Here's a clip someone took at this year's Tokyo Boredom highlighting how intense they can be:

The last band to perform was and Young... . Twin guitars, no bass and a female drummer who is incredibly cute when she smiles and pounds away at her toms at the same time. They play slower paced, psychedelic garage and aren't the most dynamic band (unusual for Osaka bands who are usually crazy and very interactive on stage) but they received the loudest crowd reaction all night. Not quite what I'm looking for in terms of the NMFT tour however.

After the show at Basement Bar I slowly made my way to a swank dance club called Roppongi ELEVEN to watch nisennenmondai. When I arrived there was already a huge lineup to get in. I should have realized that a nightclub as popular as ELEVEN would be difficult to get into on a regular night and that having James Murphy guest DJ would make admission even less likely. Good thing when I got there at ~half past midnight that's considered early for clubbers and the line moved quickly. As I mentioned, the show was free for people born in December (hell yeah!). But I did have to buy a mandatory 2 drinks. While in line I made friends with some guys visiting from Sheffield, England.

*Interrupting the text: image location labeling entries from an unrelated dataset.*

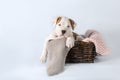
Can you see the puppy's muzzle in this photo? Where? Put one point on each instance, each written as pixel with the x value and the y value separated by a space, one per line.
pixel 63 31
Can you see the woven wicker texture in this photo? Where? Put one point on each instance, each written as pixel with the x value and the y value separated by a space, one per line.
pixel 82 52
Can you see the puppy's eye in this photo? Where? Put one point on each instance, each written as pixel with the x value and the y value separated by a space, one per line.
pixel 59 24
pixel 68 26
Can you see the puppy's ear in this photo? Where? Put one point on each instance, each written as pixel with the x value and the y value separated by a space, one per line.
pixel 57 20
pixel 73 24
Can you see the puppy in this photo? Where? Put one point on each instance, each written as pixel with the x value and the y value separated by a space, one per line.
pixel 64 29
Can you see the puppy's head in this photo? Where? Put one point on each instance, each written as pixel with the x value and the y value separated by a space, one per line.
pixel 64 26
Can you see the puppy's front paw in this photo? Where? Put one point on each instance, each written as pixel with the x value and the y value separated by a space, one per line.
pixel 43 59
pixel 70 42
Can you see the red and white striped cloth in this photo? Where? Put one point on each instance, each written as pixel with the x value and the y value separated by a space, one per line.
pixel 95 37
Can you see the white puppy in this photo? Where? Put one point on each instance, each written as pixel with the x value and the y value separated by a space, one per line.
pixel 64 28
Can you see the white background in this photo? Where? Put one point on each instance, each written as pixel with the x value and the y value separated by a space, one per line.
pixel 24 25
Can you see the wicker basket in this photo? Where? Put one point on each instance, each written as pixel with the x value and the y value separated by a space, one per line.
pixel 82 52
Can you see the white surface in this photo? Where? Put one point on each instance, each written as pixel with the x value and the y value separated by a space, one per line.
pixel 24 24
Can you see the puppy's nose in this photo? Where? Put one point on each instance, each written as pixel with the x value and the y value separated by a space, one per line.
pixel 63 31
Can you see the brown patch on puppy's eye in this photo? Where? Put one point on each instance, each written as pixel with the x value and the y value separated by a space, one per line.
pixel 73 24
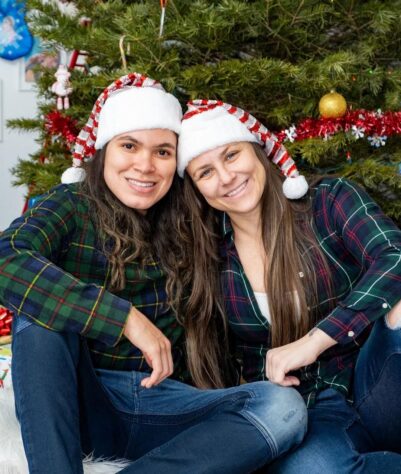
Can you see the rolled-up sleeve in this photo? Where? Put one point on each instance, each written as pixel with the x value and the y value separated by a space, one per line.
pixel 374 241
pixel 34 285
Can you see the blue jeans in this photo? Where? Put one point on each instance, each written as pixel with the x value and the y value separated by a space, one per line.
pixel 66 410
pixel 364 437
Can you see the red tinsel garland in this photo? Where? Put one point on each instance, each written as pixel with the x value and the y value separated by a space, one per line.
pixel 367 123
pixel 58 124
pixel 6 317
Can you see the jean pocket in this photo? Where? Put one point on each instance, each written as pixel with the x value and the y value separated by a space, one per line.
pixel 20 323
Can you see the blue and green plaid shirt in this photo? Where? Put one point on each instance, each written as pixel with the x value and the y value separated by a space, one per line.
pixel 363 251
pixel 53 271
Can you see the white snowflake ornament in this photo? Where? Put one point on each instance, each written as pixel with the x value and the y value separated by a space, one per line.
pixel 358 132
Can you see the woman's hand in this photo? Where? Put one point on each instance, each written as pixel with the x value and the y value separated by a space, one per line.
pixel 154 345
pixel 304 351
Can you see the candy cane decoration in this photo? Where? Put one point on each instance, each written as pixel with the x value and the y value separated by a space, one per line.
pixel 163 4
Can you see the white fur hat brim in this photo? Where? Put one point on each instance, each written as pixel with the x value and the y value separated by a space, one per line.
pixel 206 131
pixel 137 108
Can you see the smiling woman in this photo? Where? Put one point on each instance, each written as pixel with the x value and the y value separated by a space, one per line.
pixel 98 275
pixel 306 284
pixel 139 166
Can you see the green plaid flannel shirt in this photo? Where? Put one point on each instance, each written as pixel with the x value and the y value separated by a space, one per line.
pixel 363 250
pixel 52 271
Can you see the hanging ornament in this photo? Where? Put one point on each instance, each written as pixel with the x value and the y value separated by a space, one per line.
pixel 78 60
pixel 357 132
pixel 15 39
pixel 163 4
pixel 377 140
pixel 332 105
pixel 291 133
pixel 59 125
pixel 62 87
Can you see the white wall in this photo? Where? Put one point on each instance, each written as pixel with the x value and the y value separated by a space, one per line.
pixel 14 103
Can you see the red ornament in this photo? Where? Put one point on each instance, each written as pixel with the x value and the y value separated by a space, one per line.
pixel 6 317
pixel 373 123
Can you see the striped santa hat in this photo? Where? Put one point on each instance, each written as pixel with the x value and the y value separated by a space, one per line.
pixel 132 102
pixel 208 124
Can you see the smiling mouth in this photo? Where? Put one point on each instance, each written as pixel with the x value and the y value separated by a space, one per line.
pixel 237 190
pixel 141 184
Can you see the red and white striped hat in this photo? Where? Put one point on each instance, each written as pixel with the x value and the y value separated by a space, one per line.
pixel 132 102
pixel 208 124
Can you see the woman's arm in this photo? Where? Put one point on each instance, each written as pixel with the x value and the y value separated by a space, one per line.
pixel 375 243
pixel 34 285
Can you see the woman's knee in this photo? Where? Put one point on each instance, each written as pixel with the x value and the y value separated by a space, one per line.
pixel 43 346
pixel 279 412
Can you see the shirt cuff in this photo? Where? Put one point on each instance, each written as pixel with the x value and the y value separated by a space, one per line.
pixel 108 319
pixel 345 324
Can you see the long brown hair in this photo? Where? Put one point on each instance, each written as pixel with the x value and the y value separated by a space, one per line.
pixel 163 234
pixel 291 248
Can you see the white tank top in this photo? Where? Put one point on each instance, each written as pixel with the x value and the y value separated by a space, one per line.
pixel 263 303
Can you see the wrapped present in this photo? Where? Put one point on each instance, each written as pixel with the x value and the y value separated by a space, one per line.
pixel 6 317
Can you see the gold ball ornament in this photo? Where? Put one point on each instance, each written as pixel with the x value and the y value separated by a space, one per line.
pixel 332 105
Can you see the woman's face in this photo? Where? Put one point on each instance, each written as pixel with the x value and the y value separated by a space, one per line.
pixel 139 167
pixel 231 178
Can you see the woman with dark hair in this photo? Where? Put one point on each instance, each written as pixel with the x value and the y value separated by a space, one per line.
pixel 310 280
pixel 98 275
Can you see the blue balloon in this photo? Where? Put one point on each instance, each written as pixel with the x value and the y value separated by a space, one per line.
pixel 15 38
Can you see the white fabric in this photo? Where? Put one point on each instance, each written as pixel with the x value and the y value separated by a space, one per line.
pixel 208 130
pixel 137 108
pixel 12 456
pixel 263 303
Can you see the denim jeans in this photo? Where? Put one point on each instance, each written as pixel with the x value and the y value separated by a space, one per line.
pixel 364 437
pixel 66 409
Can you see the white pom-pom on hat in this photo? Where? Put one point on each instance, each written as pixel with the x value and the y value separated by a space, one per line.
pixel 132 102
pixel 295 188
pixel 208 124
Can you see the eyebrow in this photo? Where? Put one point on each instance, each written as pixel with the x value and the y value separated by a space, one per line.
pixel 221 154
pixel 134 140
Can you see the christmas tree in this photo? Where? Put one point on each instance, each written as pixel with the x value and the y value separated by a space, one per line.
pixel 278 59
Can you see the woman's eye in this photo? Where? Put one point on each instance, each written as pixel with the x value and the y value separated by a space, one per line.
pixel 205 173
pixel 164 153
pixel 231 155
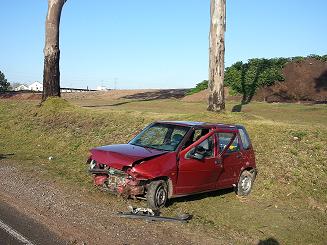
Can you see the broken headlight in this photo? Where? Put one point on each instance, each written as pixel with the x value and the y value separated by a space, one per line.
pixel 93 163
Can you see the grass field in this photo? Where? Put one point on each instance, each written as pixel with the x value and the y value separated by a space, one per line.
pixel 289 199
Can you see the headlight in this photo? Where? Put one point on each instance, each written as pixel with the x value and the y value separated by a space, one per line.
pixel 93 163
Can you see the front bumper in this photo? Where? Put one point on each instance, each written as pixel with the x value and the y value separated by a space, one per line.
pixel 118 182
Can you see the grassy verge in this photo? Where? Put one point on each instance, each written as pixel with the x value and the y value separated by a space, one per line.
pixel 289 201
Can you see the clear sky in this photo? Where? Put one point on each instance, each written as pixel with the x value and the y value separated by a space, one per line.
pixel 153 43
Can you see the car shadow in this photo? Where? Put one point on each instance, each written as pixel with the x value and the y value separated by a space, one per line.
pixel 200 196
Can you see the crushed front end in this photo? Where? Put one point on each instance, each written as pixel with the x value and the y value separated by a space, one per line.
pixel 117 181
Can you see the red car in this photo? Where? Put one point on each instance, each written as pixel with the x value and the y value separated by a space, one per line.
pixel 171 159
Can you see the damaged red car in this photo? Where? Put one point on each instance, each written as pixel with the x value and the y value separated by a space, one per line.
pixel 171 159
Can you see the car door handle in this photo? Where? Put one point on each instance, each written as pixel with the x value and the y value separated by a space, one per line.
pixel 239 155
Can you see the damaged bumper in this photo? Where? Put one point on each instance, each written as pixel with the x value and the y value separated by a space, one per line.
pixel 118 182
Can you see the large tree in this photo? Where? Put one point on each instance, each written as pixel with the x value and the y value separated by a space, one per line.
pixel 216 101
pixel 4 84
pixel 51 72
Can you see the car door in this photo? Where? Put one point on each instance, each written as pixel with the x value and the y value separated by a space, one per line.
pixel 196 175
pixel 231 158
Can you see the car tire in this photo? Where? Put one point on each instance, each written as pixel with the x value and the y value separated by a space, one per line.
pixel 157 194
pixel 245 183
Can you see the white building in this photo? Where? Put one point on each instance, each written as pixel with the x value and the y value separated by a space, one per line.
pixel 21 87
pixel 102 88
pixel 36 86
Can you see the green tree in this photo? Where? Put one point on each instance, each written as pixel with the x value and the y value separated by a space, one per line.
pixel 4 84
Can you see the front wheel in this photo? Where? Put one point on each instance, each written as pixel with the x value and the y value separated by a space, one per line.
pixel 245 183
pixel 157 194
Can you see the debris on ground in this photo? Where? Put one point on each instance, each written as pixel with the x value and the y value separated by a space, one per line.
pixel 152 215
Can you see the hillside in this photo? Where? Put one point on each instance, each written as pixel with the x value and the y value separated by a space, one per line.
pixel 288 203
pixel 305 80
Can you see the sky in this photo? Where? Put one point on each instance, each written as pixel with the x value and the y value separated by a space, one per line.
pixel 153 43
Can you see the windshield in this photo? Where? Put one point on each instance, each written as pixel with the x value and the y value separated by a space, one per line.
pixel 161 136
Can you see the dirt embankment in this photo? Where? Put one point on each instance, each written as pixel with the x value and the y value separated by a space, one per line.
pixel 304 81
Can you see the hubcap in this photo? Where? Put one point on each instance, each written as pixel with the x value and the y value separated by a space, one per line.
pixel 246 183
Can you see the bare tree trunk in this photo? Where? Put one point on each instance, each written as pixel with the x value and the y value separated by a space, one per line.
pixel 216 100
pixel 51 72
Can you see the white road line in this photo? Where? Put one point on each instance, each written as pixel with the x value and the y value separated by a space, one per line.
pixel 14 233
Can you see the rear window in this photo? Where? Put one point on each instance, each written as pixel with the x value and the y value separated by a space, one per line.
pixel 244 138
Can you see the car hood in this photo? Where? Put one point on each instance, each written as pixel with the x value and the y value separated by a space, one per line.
pixel 119 156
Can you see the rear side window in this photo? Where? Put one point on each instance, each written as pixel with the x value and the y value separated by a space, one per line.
pixel 245 138
pixel 225 139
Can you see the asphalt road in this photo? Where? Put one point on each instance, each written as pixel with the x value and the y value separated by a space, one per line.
pixel 16 228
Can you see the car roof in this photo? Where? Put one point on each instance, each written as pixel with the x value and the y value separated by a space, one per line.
pixel 200 124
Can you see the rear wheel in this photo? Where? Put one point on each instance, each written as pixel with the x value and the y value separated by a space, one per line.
pixel 245 183
pixel 157 194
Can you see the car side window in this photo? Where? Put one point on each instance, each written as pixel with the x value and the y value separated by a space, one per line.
pixel 225 139
pixel 244 138
pixel 206 148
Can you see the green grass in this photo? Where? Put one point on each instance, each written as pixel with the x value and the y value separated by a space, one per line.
pixel 289 200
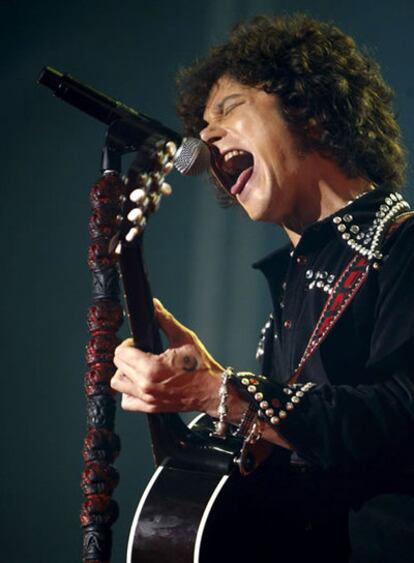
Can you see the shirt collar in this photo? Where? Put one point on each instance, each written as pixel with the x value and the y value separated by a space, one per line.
pixel 356 218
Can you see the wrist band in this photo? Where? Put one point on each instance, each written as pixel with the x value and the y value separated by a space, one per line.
pixel 246 421
pixel 221 425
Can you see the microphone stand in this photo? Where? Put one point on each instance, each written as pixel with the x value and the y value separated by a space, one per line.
pixel 104 318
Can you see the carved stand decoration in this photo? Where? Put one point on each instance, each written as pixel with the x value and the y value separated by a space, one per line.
pixel 101 445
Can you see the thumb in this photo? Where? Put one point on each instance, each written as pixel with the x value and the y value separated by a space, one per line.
pixel 176 332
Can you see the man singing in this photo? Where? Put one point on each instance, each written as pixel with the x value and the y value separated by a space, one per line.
pixel 303 135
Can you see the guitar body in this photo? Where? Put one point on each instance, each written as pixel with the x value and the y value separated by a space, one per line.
pixel 187 515
pixel 191 509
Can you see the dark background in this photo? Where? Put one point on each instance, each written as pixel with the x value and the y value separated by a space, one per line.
pixel 198 254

They were in Tokyo just for the weekend for a graphic design showcase they opened at an art gallery nearby. They chose to come to ELEVEN arbitrarily because it was in the area and were floored when I told then nisennenmondai were playing. A couple of them were huge fans of Japanese groups like the Boredoms, Boris, Acid Mothers and of course... nisennenmondai. I ran into the members of nisennenmondai and talked to them briefly but it was way too f*cking loud for either of us to communicate effectively. Thankfully they were set to perform early at 1:30am according to the guy at the front. Eleven consists of 2 levels each with a bar and a large dancefloor downstairs. I couldn't see a stage anywhere so I didn't know where nisennenmondai would perfom. I killed time hanging out with the guys visiting from England but decided to heck out the dance floor for a bit. I could hear some analog drumming as I got closer and then realized nisennenmondai were already playing at ~115am. Luckily they had just started their performance. I hadn't noticed the stage before b/c it was initially so dark in the dance hall area. Actually, almost noone realized that nisennenmondai had started as there was barely a crowd in front and the trio were like chameleons that seemed to have appeared out of nowwhere. Instead of a guitar, Takada used a synthesizer so the music just blended with the DJ music in the background. It wasn't until Himeno started drumming more forcefully that the dancers noticed there was actually a band on stage. More and more people flocked to the front.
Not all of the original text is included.